Эти сновидения вносили разнообразие в монотонную, полную будничных забот одинокую, серую жизнь профессора, наполняли ее новым смыслом... Если же ему долго ничего не снилось, профессор впадал в уныние, скучал по безлюдным пустыням и вызывавшим в теле трепет страшным теням...
Поэтому стал он по вечерам тщательно готовиться к погружению в этот бесконечный, не имеющий ни дверей, ни адресов таинственный мир. Закрываясь в комнате, чтобы снова и снова оказаться там, профессор копался в своей огромной библиотеке, где хранились собранные им когда-то старинные книги и рукописи о мистике, снах, духах, выискивал в них описания жутких, невероятных событий, когда-то происходивших в мире, потом, отряхнув с книг пыль, ложился в постель, включал настольную лампу и при ее слабом свете залпом, как жаждущий воду, проглатывал их и часто так же, в очках, с упавшей на грудь книгой, он неведомыми путями, извилистыми тропами медленно погружался в глубокий сон...
Но эта еженощная подготовка ко сну, когда он, чуть ли не задыхаясь от любопытства, ждал очередного сновидения, не всегда приносила желанный результат. К примеру, несколько месяцев назад профессор перед сном прочитал о Сахалинском людоеде по имени Губарь, который в тюрьме подговорив нескольких заключенных к побегу, завел их в глушь, где и съел всех под вой метели... профессор долго разглядывал портрет этого людоеда с наполовину остриженной головой и отвратительным, звероподобным лицом. Но в ту ночь ему приснилась умершая несколько лет назад жена...
Она сидела на кухне и молча, с упоением чесала обеими руками голову, а, выловив среди поредевших волос вошь, бросала ее на стол давила башмаком...
После той ночи профессор долго не мог придти в себя... По ночам он с ужасом прислушивался к шорохам в коридоре или темной кухне и до утра не мог сомкнуть глаз. Он ворочался в одинокой постели, понимая, что это уже не сон, и никакими уловками ему от этих кошмаров не избавиться.
Эти изнурительные ночи вынудили профессора на время отказаться от своих "подготовок".
Несколько вечеров не приближался к рукописям, сидел вечерами на увитом виноградом балконе, наблюдая за порхающими в воздухе пестрыми мотыльками. Но скоро мотыльки приелись ему, и он опять вернулся к своим ночным "операциям"...
А последнее время сны стали уводить профессора в еще более удивительные странствия...

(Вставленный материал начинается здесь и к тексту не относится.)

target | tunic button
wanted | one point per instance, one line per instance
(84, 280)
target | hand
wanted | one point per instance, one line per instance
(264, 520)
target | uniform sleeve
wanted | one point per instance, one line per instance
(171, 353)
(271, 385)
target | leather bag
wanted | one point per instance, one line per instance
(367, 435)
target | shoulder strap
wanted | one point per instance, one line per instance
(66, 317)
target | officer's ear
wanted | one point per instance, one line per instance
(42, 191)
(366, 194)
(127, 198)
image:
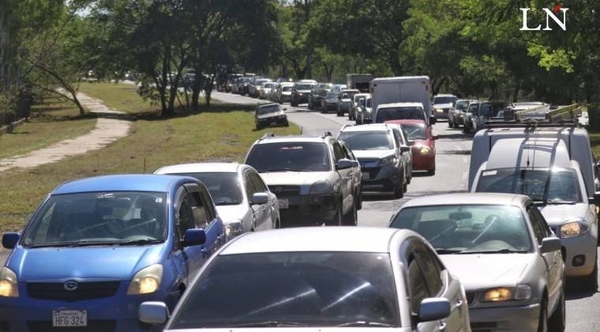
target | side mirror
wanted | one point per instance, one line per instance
(259, 198)
(344, 164)
(153, 312)
(434, 308)
(10, 239)
(194, 237)
(550, 244)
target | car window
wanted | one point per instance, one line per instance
(468, 227)
(367, 140)
(290, 156)
(309, 288)
(103, 217)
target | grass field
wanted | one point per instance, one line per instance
(221, 133)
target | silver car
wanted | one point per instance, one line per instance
(347, 278)
(503, 252)
(241, 197)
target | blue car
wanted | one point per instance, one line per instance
(98, 247)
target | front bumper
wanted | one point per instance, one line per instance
(108, 314)
(522, 318)
(308, 210)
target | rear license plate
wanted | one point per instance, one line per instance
(283, 203)
(69, 318)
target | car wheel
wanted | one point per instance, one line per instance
(590, 283)
(558, 318)
(351, 218)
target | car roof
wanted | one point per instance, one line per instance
(118, 182)
(200, 167)
(304, 239)
(390, 105)
(366, 127)
(468, 198)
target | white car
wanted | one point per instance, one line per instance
(320, 279)
(243, 200)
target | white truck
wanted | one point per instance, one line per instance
(359, 81)
(402, 89)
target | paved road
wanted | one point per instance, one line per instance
(453, 150)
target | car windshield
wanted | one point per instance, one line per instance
(292, 289)
(444, 100)
(400, 113)
(224, 187)
(98, 218)
(414, 131)
(367, 140)
(462, 105)
(290, 156)
(468, 228)
(268, 109)
(543, 186)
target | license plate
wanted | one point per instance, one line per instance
(69, 318)
(283, 203)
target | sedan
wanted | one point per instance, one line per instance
(348, 277)
(96, 248)
(503, 252)
(422, 143)
(242, 199)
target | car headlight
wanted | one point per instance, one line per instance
(8, 283)
(390, 160)
(233, 229)
(146, 281)
(424, 149)
(320, 187)
(573, 227)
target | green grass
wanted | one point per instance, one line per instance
(53, 120)
(220, 133)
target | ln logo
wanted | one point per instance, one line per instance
(550, 14)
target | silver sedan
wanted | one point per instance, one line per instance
(320, 278)
(503, 252)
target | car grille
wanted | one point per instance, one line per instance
(93, 326)
(285, 191)
(84, 291)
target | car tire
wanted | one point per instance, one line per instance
(351, 218)
(557, 322)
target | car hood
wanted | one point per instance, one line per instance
(556, 214)
(293, 178)
(231, 213)
(446, 105)
(372, 154)
(269, 115)
(101, 263)
(492, 269)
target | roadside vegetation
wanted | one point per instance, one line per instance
(219, 133)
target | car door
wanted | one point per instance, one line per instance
(553, 260)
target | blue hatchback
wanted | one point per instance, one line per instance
(98, 247)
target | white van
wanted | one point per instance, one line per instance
(542, 169)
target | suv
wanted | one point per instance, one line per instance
(378, 149)
(311, 176)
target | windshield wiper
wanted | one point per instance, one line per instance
(366, 323)
(498, 251)
(268, 323)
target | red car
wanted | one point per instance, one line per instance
(423, 148)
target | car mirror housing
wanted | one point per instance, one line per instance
(434, 308)
(10, 239)
(344, 164)
(259, 198)
(194, 237)
(153, 312)
(550, 244)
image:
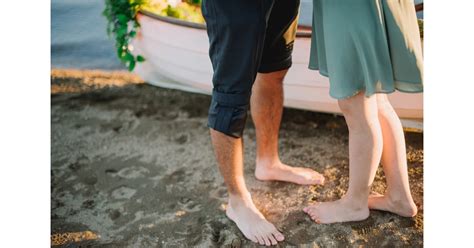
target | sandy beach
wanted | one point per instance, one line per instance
(132, 166)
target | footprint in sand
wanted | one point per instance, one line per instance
(123, 192)
(133, 172)
(189, 205)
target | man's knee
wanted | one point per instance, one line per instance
(228, 113)
(273, 77)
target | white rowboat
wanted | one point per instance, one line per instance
(177, 57)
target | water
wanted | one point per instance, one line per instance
(79, 38)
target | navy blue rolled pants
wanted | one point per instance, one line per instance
(246, 37)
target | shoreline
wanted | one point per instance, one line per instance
(132, 164)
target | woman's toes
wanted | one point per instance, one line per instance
(260, 240)
(279, 236)
(268, 242)
(272, 239)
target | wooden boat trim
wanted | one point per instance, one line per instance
(303, 31)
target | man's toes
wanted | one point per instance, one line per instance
(267, 240)
(253, 238)
(321, 179)
(261, 241)
(278, 236)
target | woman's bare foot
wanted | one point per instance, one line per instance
(251, 222)
(282, 172)
(342, 210)
(405, 208)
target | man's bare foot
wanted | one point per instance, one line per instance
(251, 222)
(282, 172)
(342, 210)
(405, 208)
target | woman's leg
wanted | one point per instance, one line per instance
(365, 149)
(398, 198)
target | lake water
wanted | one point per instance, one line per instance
(79, 38)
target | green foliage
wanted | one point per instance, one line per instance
(122, 25)
(420, 25)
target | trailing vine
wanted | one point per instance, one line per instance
(123, 24)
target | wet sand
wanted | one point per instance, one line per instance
(132, 166)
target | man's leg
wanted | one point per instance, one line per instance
(266, 108)
(236, 36)
(241, 209)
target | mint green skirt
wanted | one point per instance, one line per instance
(367, 45)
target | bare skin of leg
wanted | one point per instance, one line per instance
(397, 198)
(266, 108)
(241, 209)
(365, 150)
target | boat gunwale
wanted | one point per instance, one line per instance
(303, 31)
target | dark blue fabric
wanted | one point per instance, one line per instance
(245, 37)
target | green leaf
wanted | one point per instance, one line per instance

Как-то раз он очутился на берегу свинцово-штормового моря, до него доносились стоны людей, перетаскивающих с берега на огромный корабль большие ящики... В тот раз профессор не решился приблизиться к исполинского роста человекоподобным существам, руководившим этой погрузкой, чтобы выяснить, что здесь происходит. Он затаился за скалами, где ветер срывал с него одежду, песок бил в лицо, и оттуда наблюдал эту странную сцену.
А недавно...
...Тошнота ужаса накатывала всякий раз, когда профессор вспоминал этот сон. Что с ним происходило до сна, профессор забыл напрочь, но сам сон помнил во всех деталях... Он кого-то преследовал... То, обливаясь потом, лазил по чердакам, выслеживая оттуда свою жертву, то прятался за машинами и, задыхаясь от волнения, караулил кого-то, а то, дрожа всем телом, расспрашивал о нем прохожих...
Самым странным было то, что человек, которого он так упорно преследовал, сам, казалось, следил за кем-то... Страшной тенью он крался по коридорам, прятался за дверями, выглядывал из-за углов...
Во сне профессору было ясно, почему он следит за этим незнакомцем и почему до смерти боится попасться ему на глаза...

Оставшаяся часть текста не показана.